Lui thinks they wanted to give context for the shots that had been taken of them in the car. “They were trying to shut down entertainment outlets and other people in the media that were disseminating the photos that were taken when they were under duress,” says Lui.

While it’s a common narrative that the Sussexes are desperate for attention, Lui points out that we actually see them — Meghan in particular — quite rarely. “There is a pervasive opinion that Meghan and Harry are overexposed,” she says. “They don’t get papped very often. They don’t attend every premiere, they’re not at every gala, she isn’t front row at every fashion show. In terms of branding, what I think they have tried to be over the last three years is more low-key, more exclusive. It’s just that the world won’t let them.”

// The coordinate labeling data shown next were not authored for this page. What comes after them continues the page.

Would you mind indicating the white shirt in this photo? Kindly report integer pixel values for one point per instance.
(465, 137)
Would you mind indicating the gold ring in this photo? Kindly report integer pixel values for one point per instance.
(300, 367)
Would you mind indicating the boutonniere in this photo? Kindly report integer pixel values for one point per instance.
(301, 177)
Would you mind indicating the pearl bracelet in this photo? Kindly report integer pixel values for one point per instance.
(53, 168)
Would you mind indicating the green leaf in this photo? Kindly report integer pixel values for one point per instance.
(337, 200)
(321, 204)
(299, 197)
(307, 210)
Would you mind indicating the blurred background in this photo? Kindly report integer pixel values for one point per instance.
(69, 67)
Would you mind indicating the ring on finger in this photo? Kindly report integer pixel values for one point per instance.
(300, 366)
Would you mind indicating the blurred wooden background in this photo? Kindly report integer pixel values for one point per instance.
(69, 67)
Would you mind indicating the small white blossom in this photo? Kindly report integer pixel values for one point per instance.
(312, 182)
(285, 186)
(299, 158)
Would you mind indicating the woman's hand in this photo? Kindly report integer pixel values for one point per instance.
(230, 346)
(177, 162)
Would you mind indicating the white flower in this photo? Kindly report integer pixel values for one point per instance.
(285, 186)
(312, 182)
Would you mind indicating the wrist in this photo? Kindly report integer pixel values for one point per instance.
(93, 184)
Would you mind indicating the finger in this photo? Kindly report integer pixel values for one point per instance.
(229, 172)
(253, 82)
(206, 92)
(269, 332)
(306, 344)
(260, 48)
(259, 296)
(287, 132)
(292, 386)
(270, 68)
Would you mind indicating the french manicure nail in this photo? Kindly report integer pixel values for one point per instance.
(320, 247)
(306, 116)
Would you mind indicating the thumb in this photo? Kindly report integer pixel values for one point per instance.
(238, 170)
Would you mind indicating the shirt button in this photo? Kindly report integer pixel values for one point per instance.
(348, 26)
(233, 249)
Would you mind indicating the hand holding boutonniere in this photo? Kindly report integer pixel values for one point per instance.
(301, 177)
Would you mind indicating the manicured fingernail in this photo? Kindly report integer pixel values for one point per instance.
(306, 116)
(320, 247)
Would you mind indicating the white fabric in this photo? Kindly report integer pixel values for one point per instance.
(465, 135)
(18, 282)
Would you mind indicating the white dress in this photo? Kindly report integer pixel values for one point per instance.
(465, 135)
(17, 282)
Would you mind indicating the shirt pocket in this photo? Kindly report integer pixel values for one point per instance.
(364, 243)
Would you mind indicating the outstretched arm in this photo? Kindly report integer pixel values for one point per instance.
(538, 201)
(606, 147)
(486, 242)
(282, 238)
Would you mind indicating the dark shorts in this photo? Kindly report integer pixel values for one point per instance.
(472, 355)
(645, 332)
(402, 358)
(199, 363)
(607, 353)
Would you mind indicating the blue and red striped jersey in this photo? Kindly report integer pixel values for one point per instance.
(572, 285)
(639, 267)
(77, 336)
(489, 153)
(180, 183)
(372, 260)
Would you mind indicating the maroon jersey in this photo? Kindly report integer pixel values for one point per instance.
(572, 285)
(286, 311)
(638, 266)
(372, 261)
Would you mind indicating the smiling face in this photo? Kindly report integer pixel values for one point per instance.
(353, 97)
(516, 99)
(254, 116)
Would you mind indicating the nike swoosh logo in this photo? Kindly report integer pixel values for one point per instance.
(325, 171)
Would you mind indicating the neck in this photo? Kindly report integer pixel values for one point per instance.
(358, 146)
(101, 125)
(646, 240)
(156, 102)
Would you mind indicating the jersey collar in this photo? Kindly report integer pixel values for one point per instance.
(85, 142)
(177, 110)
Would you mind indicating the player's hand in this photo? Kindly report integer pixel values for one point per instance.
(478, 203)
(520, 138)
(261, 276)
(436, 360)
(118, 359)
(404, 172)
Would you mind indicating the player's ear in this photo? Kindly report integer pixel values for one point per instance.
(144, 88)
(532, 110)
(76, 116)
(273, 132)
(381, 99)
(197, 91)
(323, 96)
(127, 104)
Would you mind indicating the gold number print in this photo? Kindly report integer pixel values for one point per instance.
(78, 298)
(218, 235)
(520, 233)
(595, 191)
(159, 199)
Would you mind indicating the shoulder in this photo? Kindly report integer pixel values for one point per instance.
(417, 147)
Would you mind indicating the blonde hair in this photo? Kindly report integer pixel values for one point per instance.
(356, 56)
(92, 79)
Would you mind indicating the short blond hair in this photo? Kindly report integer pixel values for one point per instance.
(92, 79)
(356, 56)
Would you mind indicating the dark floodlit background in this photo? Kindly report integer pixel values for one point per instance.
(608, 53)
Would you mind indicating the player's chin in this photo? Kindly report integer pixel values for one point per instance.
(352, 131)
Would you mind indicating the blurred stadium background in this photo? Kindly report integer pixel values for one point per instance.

Misinformation and bad faith coverage about the Sussexes panders to an audience that’s primed to loathe them. “It’s hard to talk about Meghan and Harry without involving all the misreporting around them,” says Lui. “When [Meghan] showed up hiking the day after the coronation, we hadn’t actually seen her in quite a while, nor had we heard from her. It was just that breathlessly, for weeks leading up to it, the tabloids made Meghan and Harry the main event of the King’s coronation.”

Given this context, the Sussexes may have embarked on an impossible project by asking to be discussed on their own terms, for the things they care about. “I don’t think that they see it that way, and that’s the subtle difference,” says Lui. “As corny as it sounds, that would be like admitting defeat.”

In fact, she believes their broader long-term plan is still being written. “I don’t feel like they have clearly articulated what it is that they want to do,” says Lui. But recently, Meghan signed with Hollywood superagency WME, the same agency that reps her friend, Serena Williams. Lui sees this as a move that signals the Sussexes are moving toward roles as “political, cultural influencers” who use their celebrity for good.

“I really like Serena’s break into luxury fashion, and that strategically happened over time,” says Lui. “There’s a team around Meghan who has experience picking the right brands to partner with, where everybody’s purposes can be aligned.”

Lui points to fellow WME client Angelina Jolie’s trajectory as a possible inspiration for Meghan. Her partnership with the French luxury brand Guerlain marries her own charitable interests via the beekeeping initiative they jointly established with UNESCO. “That is the magic they have to find for Meghan,” says Lui.

“I would like to see, over the next 12 months or so, what difference it will make. I think it’s too soon to say, but I would love, moving forward, to be able to analyze that critically and fairly without it being mixed in with all the other bull****.” A nuanced discussion of Harry and Meghan feels hard to do when the conversation around the couple is so toxic.

When it comes to their next step? “I wouldn’t rush it,” says Lui. “If I were on that team, I’d say, ‘Let’s take a breather, maybe for the rest of the summer.’ A lot has already gone down this year — the memoir, the coronation, multiple lawsuits — and I would give it a beat, and figure it out.”

It’s tempting to think of the Sussexes and Waleses as rivals, and as long as Meghan and Harry make critique of the royal family part of their public output, they will always be operating in reaction to each other. But given their separate challenges — for Will and Kate, establishing their legitimacy and modernity when the monarchy feels increasingly out of step with the times; for Meghan and Harry, remaining relevant while knowing that what makes them that way is the connection they’re desperate to shed — in the long run, their best chance of success lies in converging their entities. Could that ever happen? Watch this space.